1) Nur im frischen MRS-Medium resuspendierten Pellet

L. acidophilus

wurde eine

eine signifikante inaktivierende Wirkung gegenüber MNNG festgestellt, jedoch nicht gegenüber

HgCl

2) Bei der Schutzwirkung von

L. acidophilus

Im Vergleich zu MNNG ergab sich eine deutliche

Dosisabhängige Wirkung der eingesetzten Pelletmenge und eine auffällige Abhängigkeit

3) Das L. acidophilus-Pellet, das 20 Minuten bei 100°C oder 10 Minuten mit einer Ultraschallsonde behandelt wurde, hatte keine antigenotoxischen Wirkungen gegenüber MNNG.

4) In der vorliegenden Studie wurden 14 Milchsäurebakterienstämme eingeschlossen.

Denitrifikanen

(DSM 65)

als negative Kontrolle

in vitro

auf ihre antigenotoxische Wirkung

Im Vergleich zu MNNG untersucht.

L. acidophilus

bulgaricus

191R und

Bei L. confusus (DSM 20196), St. thermophilus (NCIMB 50083), L. bulgaricus A, B, C, St. thermophilus A, B, C, breve B. longum und der negativen Kontrolle P. denitrificans (DSM 65) konnte keine hemmende Wirkung von DNA-Schäden auf die Rattenzellen nachgewiesen werden.
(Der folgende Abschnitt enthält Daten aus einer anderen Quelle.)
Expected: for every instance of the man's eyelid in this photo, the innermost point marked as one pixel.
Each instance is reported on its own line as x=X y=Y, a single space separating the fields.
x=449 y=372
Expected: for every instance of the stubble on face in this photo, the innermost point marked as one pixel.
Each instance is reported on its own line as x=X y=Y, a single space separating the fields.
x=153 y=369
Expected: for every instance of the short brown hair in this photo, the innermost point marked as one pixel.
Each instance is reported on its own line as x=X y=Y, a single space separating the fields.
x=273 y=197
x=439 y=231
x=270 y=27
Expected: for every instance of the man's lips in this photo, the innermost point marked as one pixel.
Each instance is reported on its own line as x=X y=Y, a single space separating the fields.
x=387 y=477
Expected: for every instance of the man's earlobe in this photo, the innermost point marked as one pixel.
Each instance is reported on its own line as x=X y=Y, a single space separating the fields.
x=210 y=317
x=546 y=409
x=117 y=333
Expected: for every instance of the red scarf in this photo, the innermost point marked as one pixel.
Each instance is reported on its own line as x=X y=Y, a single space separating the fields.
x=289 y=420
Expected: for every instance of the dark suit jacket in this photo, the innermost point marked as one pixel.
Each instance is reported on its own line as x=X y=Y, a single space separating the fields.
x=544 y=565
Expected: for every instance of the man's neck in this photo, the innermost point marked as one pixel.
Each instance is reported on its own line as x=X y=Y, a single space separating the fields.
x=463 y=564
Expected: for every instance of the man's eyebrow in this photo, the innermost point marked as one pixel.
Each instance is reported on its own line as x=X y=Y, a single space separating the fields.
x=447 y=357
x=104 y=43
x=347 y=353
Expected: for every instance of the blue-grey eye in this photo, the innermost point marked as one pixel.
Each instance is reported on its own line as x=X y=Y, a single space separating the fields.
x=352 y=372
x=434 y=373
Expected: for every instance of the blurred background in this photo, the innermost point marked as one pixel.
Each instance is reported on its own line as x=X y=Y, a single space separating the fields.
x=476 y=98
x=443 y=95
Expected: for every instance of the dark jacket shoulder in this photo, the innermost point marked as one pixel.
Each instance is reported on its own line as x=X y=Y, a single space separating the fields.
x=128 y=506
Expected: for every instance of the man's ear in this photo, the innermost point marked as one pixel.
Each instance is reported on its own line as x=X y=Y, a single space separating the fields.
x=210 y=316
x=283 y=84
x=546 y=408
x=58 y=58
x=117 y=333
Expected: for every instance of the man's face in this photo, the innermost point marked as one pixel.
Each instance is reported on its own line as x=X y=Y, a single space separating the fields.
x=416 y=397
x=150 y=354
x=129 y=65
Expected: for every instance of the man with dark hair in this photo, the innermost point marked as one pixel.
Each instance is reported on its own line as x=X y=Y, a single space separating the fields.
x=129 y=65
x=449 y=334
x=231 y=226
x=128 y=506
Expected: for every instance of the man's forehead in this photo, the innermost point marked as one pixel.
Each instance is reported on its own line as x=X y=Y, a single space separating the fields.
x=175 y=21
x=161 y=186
5) Die aus der Zellwand von

L. acidophilus

Insolerte Peptidoglycanen konnten

6. Bei einem Abbauprodukt von Proteinen, bei dem Cysteine eine signifikante inaktivierende Wirkung gegenüber MNNG festgestellt wurde, zeigte das Bakteriocin Nisin dagegen keine Wirkung als Metabolit von Lactococcus lactis sowie Laktat (L), einem Metabolit von L. acidophilus.

7) Die mit DMSO oder Methanol gelösten Acetonextrakte aus einer

L. acidophilus

-Kultur

8. L. acidophilus Metabolit Lactate (L), die in fermentierten Milchprodukten enthaltenen Substanzen konjugierten Linolsäure und Palmitinsäure sowie die mit DMSO gelösten Acetone-Extrakte aus der Kultur von L. acidophilus hatten keinen reduzierenden Effekt auf H-induktiven DNA-Schäden.
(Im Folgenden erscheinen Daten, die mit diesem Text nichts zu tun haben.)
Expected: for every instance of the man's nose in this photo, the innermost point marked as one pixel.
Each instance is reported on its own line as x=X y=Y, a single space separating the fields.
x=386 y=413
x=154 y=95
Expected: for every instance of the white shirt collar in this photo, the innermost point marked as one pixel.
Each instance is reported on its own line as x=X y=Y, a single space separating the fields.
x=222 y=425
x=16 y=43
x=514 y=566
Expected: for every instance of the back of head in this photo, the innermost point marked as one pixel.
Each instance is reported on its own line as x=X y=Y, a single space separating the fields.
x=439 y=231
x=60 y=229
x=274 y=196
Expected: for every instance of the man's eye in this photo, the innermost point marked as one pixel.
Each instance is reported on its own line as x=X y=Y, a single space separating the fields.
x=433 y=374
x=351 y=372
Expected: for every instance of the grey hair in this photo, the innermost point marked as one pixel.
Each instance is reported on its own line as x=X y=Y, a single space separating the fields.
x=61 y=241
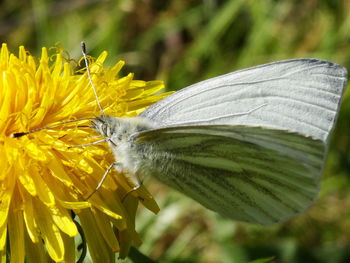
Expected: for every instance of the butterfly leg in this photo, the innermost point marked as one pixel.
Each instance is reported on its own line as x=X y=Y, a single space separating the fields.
x=115 y=164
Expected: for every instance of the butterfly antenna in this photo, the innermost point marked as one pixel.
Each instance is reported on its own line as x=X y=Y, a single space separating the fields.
x=83 y=50
x=20 y=134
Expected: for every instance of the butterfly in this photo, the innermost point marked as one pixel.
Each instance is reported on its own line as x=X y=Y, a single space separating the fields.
x=249 y=145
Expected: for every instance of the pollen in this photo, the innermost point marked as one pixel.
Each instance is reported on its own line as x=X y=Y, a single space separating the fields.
x=44 y=180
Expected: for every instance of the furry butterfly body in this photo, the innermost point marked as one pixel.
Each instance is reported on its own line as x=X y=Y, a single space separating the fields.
x=249 y=145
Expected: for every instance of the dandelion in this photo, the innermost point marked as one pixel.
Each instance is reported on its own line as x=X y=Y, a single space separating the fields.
x=44 y=181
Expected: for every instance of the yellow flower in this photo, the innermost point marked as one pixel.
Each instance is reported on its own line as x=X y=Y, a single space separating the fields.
x=45 y=182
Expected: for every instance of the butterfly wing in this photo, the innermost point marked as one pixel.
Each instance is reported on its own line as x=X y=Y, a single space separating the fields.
x=301 y=95
x=245 y=173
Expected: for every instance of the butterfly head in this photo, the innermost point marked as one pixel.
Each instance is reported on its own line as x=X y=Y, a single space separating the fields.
x=119 y=129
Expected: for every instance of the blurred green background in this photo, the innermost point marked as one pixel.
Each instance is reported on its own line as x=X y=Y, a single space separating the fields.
x=185 y=41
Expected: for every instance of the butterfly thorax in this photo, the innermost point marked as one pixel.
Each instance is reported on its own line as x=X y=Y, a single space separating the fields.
x=119 y=134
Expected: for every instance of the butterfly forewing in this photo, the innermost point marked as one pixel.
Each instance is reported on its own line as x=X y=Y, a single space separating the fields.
x=244 y=173
x=300 y=95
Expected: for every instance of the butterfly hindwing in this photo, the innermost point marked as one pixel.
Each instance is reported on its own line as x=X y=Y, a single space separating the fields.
x=244 y=173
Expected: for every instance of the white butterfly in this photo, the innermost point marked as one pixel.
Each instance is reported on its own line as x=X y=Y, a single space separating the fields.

Die vorliegenden Ergebnisse deuten darauf hin, dass mögliche Mechanismen der

Wirkungen von Milchsäure-Bakterien im Darm auf die Produktion und Scheidung von

Stoffwechsel von

L. acidophilus

wie Cysteine und kurzlebige Metaboliten zurückgeführt

Diese können wahrscheinlich Karzinogene in der Darmlampe deaktivieren,

Die neu entwickelte MGE-Technik ist schnell, kostengünstig und ermöglicht Untersuchungen an primären Zellen des Tumorzielorgans. Zusammenfassend zeigen diese Arbeiten, dass die MGE neben Untersuchungen zur Risikobewertung toxischer Lebensmittelinhalte auch für Studien zum antigenotoxischen Potenzial von Lebensmittelinhalten eingesetzt werden kann.